GitHub Issue Bot Research & Implementation Plan

Phase 3 Shipped

Phase 1 (Information Request Bot) shipped in v2.7.4 (PR #2135). Phase 2 (Solution Suggester) adds AI-powered matching against the troubleshooting guide and configuration docs using Gemini. Phase 3 (Duplicate Detector) compares new issues against a pre-processed index of open and recently closed issues via Gemini Flash. All three phases produce a single consolidated comment per issue. Phase 4 (enhancement context) is planned for the future.

Status: Phase 1 ✅ Shipped (v2.7.4) | Phase 2 ✅ Shipped | Phase 3 ✅ Shipped | Phase 4 planned Date: February 2026 Issue: Investigation for intelligent GitHub issue automation Author: Claude AI Assistant Dependencies: None (builds on existing infrastructure)

Executive Summary

This document investigates implementing an intelligent GitHub issue bot for Teams for Linux that could:

Suggest solutions for common issues using existing documentation
Detect potential duplicate issues from historical data
Trigger research jobs for enhancement requests
Request clarification and logs from reporters
Reduce maintainer workload by automating initial triage

Key Principle

The bot should use humble, suggestive language ("might", "could", "this appears to be similar to") rather than definitive statements. It assists maintainers rather than replacing human judgment.

1. Problem Statement

Current Pain Points

Duplicate Issues: Users report issues that have been solved before or are known limitations
Missing Information: Bug reports often lack logs, version info, or reproduction steps
Enhancement Noise: Feature requests without context or prior research
Maintainer Time: Manual triage consumes significant maintainer bandwidth
Knowledge Gap: Users don't know about existing solutions in documentation

Opportunity

The repository has rich structured data that could inform an intelligent bot:

Troubleshooting guide (docs-site/docs/troubleshooting.md) - Common issues and solutions
16 research documents with detailed feature investigations
13 ADRs documenting technical decisions and rejected approaches
Issue templates with structured fields (version, package type, reproduction steps)
Historical closed issues (patterns of what worked)
Roadmap showing planned/blocked/rejected features

2. Proposed Bot Capabilities

2.1 Solution Suggester (Bug Reports)

Trigger: New issue with bug label or using bug report template

Behavior:

Analyze issue title and description
Search troubleshooting guide and closed issues for matches
If match found, comment with suggestive language:

👋 Thanks for reporting this issue!

This might be related to a known issue.
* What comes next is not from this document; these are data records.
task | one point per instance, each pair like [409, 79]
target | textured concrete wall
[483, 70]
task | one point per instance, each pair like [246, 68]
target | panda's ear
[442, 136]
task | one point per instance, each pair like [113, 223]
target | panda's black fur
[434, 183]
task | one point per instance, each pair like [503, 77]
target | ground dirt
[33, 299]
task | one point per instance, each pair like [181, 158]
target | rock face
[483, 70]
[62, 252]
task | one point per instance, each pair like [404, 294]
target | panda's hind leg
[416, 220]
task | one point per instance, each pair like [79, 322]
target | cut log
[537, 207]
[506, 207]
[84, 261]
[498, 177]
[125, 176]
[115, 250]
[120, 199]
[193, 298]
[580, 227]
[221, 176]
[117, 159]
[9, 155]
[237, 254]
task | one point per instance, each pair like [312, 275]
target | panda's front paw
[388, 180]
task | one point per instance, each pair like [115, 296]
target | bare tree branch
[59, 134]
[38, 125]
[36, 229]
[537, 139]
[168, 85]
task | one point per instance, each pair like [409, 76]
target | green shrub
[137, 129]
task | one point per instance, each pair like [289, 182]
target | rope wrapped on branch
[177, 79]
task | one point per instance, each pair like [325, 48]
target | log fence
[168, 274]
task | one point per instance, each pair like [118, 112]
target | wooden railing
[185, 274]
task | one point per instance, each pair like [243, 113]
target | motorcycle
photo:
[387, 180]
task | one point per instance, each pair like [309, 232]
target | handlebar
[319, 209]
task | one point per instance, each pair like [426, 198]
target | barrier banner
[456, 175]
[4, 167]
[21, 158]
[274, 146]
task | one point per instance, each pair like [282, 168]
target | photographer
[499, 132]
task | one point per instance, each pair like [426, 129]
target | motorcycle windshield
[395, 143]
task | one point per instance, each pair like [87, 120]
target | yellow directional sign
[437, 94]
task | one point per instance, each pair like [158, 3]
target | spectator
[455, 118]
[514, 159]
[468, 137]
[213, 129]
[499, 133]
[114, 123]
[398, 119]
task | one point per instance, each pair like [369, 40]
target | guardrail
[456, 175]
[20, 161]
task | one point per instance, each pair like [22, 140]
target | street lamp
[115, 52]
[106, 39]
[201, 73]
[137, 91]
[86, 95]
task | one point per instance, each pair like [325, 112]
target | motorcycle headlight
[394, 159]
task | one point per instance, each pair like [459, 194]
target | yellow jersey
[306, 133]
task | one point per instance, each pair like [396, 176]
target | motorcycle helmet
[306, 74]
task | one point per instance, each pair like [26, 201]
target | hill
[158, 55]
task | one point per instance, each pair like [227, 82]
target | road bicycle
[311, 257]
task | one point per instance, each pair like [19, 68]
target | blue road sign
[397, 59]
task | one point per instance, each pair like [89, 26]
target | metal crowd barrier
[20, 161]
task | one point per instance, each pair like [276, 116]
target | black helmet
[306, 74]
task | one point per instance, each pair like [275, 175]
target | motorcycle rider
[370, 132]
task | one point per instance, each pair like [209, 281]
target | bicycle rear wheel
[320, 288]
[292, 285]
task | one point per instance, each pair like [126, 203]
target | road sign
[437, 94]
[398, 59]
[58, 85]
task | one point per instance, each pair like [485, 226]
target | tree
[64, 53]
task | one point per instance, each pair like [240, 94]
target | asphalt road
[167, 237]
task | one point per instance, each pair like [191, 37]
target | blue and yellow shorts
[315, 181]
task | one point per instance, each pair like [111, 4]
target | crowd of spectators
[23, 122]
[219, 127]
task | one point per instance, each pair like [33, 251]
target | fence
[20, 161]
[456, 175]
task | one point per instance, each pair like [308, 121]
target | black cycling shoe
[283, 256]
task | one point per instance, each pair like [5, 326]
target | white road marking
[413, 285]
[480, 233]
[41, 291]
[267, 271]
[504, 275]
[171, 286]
Here are some things that could help:

**Possible matches from our troubleshooting guide:**
- [Blank Page at Login](../../troubleshooting.md#issue-blank-page-at-login) - If you're seeing "Microsoft Teams - initializing"
- [Application Cache Issues](../../troubleshooting.md#issue-application-fails-to-launch-after-update) - If this started after an update

**Could you try these steps?**
1. Clear the application cache: `rm -rf ~/.config/teams-for-linux/Cache`
2. Restart the application

If this doesn't help, please share:
- Your Teams for Linux version (`teams-for-linux --version`)
- Your package type (AppImage, deb, rpm, snap, flatpak)
- Console output when running with debug logging:
  `teams-for-linux --logConfig='{"transports":{"console":{"level":"debug"}}}'`

*I'm a bot providing suggestions based on documentation. A maintainer will review this issue.*

Language Guidelines:

"This might be related to..."
"You could try..."
"This appears similar to..."
"If I'm understanding correctly..."
Never: "This is a duplicate" or "You should do..."

2.2 Duplicate Detector

Trigger: New issue opened

Behavior:

Generate embeddings from issue title + body
Compare against embeddings of open issues and recent closed issues
If similarity score > threshold, suggest possible duplicates:

🔍 This issue might be related to existing discussions:

**Potentially related open issues:**
- #1987 - "Tray icon doesn't show logout state" (75% similar)
- #2015 - "Camera stays on after screen lock" (68% similar)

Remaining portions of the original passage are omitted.